Model | Core strengths (according to public sources) | Resolution & duration | Audio support | Control & creative features |
---|---|---|---|---|
Veo 3 / rumored 3.1 | Built‑in audio generation (sound effects, ambient noise, dialogue) and strong physics & realism. Rumored 3.1 would extend clip length, provide 1080 p/vertical outputs and add product/banana placement features. | Veo 3 generates up to about 10 s; API now supports 1080 p in 16:9 and vertical 9:16 formats. Rumored 3.1 may offer 30‑s clips and uniform 1080 p. | Native audio generation (dialogue and soundscapes). | Prompt adherence and physics; reference images for style guidance; rumored product placement and multi‑prompt editing tools. |
Sora 2 (OpenAI) | More physically accurate and realistic than prior models; can handle complex physics and follow multi‑shot instructions. Allows insertion of real people into scenes. | Generates high‑quality videos; durations up to minute‑long in the Sora app (according to Sora marketing). | Synchronized dialogue and sound effects; can create background soundscapes and speech. | High controllability; can persist world state across shots; includes “cameo” feature to insert user likeness into videos. Access currently via Sora app and limited invitations. |
Seedance 1.0 Pro (ByteDance) | Focuses on smooth, stable motion and native multi‑shot storytelling; ideal for cinematic or social media animations. Offers diverse stylistic outputs. | Supports multiple resolutions and aspect ratios; videos are typically short (often ~10 s). Does not currently support integrated audio. | Does not generate audio. | Multi‑shot storytelling and style reference; designed for animators and content creators seeking fluid animation. |
When will Veo 3.1 and the Veo 3.1 API be online?

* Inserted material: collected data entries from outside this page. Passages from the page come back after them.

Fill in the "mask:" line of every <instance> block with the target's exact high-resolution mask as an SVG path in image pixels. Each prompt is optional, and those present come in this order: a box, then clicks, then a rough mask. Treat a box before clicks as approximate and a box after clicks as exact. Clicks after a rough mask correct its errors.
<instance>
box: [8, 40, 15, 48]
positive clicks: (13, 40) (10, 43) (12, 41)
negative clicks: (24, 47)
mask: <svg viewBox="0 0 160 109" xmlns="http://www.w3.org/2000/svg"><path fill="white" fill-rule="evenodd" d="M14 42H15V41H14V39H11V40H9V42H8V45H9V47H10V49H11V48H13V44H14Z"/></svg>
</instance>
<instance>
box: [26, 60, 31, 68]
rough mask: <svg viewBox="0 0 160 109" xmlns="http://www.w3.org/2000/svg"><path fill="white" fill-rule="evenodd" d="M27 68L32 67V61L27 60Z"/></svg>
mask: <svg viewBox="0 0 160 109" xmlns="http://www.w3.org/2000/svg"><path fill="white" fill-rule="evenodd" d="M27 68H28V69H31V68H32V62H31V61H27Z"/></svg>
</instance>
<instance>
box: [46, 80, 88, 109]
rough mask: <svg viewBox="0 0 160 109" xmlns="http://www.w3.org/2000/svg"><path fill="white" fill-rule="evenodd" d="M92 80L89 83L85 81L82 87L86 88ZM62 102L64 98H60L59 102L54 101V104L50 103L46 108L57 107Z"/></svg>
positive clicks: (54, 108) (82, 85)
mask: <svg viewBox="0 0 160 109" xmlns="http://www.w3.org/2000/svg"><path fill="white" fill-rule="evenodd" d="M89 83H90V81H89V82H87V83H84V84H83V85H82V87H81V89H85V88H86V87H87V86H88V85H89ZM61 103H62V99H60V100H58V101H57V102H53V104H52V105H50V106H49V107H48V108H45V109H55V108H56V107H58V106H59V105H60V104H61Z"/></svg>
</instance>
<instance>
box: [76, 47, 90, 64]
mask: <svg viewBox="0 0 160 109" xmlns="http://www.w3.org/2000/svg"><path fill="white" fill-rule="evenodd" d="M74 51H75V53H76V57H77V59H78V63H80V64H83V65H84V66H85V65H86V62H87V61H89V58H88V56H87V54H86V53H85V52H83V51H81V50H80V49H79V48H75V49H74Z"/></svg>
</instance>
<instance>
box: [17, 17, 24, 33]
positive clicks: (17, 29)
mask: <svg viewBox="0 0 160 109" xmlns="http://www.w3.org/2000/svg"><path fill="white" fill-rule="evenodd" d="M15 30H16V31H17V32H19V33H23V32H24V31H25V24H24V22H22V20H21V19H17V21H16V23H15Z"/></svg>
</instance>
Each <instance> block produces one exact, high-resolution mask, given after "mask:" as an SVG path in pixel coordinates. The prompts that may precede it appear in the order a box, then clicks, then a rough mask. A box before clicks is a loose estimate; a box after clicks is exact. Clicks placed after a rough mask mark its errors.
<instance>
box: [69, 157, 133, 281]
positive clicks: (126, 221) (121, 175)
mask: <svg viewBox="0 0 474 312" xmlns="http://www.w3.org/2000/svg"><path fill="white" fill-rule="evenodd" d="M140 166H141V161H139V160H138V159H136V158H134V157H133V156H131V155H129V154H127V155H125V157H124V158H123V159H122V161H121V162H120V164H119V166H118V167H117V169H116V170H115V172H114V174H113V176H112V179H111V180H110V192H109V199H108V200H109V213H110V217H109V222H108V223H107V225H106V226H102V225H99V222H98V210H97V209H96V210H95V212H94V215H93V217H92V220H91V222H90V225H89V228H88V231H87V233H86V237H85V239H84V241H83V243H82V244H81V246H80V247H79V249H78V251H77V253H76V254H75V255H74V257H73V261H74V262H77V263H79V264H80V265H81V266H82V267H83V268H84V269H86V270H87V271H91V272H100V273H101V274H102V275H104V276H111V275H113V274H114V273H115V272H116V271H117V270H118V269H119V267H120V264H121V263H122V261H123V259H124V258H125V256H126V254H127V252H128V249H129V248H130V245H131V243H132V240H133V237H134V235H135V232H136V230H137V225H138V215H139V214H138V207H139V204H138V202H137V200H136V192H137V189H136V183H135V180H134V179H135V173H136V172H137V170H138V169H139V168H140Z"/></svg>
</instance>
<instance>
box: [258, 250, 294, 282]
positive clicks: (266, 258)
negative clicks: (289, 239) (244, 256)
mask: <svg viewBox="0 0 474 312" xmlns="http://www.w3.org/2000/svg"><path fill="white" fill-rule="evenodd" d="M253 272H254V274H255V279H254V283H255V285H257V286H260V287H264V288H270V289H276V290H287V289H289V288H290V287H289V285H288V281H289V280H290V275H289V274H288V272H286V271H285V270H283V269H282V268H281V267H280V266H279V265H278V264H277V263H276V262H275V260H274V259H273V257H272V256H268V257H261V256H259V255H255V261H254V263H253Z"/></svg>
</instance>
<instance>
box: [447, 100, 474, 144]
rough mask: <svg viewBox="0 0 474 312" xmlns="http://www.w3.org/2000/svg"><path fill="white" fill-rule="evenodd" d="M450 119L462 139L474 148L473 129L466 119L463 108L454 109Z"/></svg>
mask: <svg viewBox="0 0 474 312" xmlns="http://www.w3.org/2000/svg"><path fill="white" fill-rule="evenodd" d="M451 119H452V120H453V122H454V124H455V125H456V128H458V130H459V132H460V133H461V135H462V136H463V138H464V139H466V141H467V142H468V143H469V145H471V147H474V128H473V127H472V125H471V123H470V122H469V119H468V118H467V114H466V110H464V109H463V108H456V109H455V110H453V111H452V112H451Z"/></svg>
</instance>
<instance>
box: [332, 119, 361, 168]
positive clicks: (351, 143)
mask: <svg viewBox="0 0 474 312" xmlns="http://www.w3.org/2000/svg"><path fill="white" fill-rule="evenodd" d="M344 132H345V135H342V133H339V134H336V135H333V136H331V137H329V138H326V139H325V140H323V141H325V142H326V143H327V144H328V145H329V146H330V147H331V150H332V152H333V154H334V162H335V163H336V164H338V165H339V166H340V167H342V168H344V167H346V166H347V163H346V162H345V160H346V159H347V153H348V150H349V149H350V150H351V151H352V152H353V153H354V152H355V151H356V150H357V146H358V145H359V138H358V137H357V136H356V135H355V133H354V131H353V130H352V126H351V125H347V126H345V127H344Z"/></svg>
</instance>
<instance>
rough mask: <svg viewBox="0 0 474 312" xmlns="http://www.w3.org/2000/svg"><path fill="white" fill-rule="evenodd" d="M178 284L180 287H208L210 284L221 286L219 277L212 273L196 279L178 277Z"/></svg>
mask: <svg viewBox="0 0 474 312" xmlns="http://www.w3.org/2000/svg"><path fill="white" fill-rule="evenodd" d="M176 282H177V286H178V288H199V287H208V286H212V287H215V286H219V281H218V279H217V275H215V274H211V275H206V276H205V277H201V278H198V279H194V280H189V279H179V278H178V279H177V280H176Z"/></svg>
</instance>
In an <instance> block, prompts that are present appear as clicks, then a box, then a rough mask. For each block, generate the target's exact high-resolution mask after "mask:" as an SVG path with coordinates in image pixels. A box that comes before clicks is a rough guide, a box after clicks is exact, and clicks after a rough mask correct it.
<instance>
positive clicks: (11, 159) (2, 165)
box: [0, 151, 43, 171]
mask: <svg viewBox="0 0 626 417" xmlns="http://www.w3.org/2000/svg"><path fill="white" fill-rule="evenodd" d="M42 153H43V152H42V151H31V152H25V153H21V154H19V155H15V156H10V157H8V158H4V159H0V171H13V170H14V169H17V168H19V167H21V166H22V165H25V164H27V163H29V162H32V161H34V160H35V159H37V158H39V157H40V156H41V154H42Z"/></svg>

Google has not released an official timeline for Veo 3.1. Observers note that the Gemini 3 and Veo 3.1 rumors coincide with Google’s October 9 2025 event, suggesting a potential announcement. In the absence of official confirmation, it is safest to assume that Veo 3.1 will roll out initially through Google’s preview channels — Gemini API, AI Studio and Flow — as Veo 3 did, followed later by general availability.
Where can we try Veo 3 (and likely Veo 3.1) first?
The DeepMind site lists several portals for trying Veo. Users can access Veo via Flow, the Gemini app, Google AI Studio, the Gemini API, Google Vids and DeeVid AI. These channels currently offer Veo 3 and Veo 3 Fast; a future Veo 3.1 preview would likely appear in the same interfaces. Early testers should watch for announcements on the Google AI Developers X account.
FAQ
Q: Is Veo 3.1 officially released?
A: As of October 8 2025 there is no official release. It is highly possible that Google will release it on Google’s October 9 2025 event.
Q: Will Veo 3.1 support longer videos?
A: Multiple leaks indicate a 30‑second option, but this has not been confirmed. Current Veo 3 clips are limited to around 10 seconds via the API.
Q: Does Veo 3.1 generate audio?
A: Veo 3 already generates sound effects, ambient noise and dialogue. Rumored updates will likely retain or improve this capability.
Q: How does Veo compare with Sora 2 and Seedance?
A: Veo focuses on realistic physics and prompt adherence with integrated audio; Sora 2 emphasizes high‑fidelity physical simulation and controllability; Seedance excels at smooth motion and multi‑shot storytelling but lacks audio.
Q: Where can I follow news on Veo 3.1?
A: Monitor the Google AI Developers blog and social media channels, the DeepMind Veo product page, and creative platforms like DeeVid AI. These sources often post updates and will host any official preview of Veo 3.1.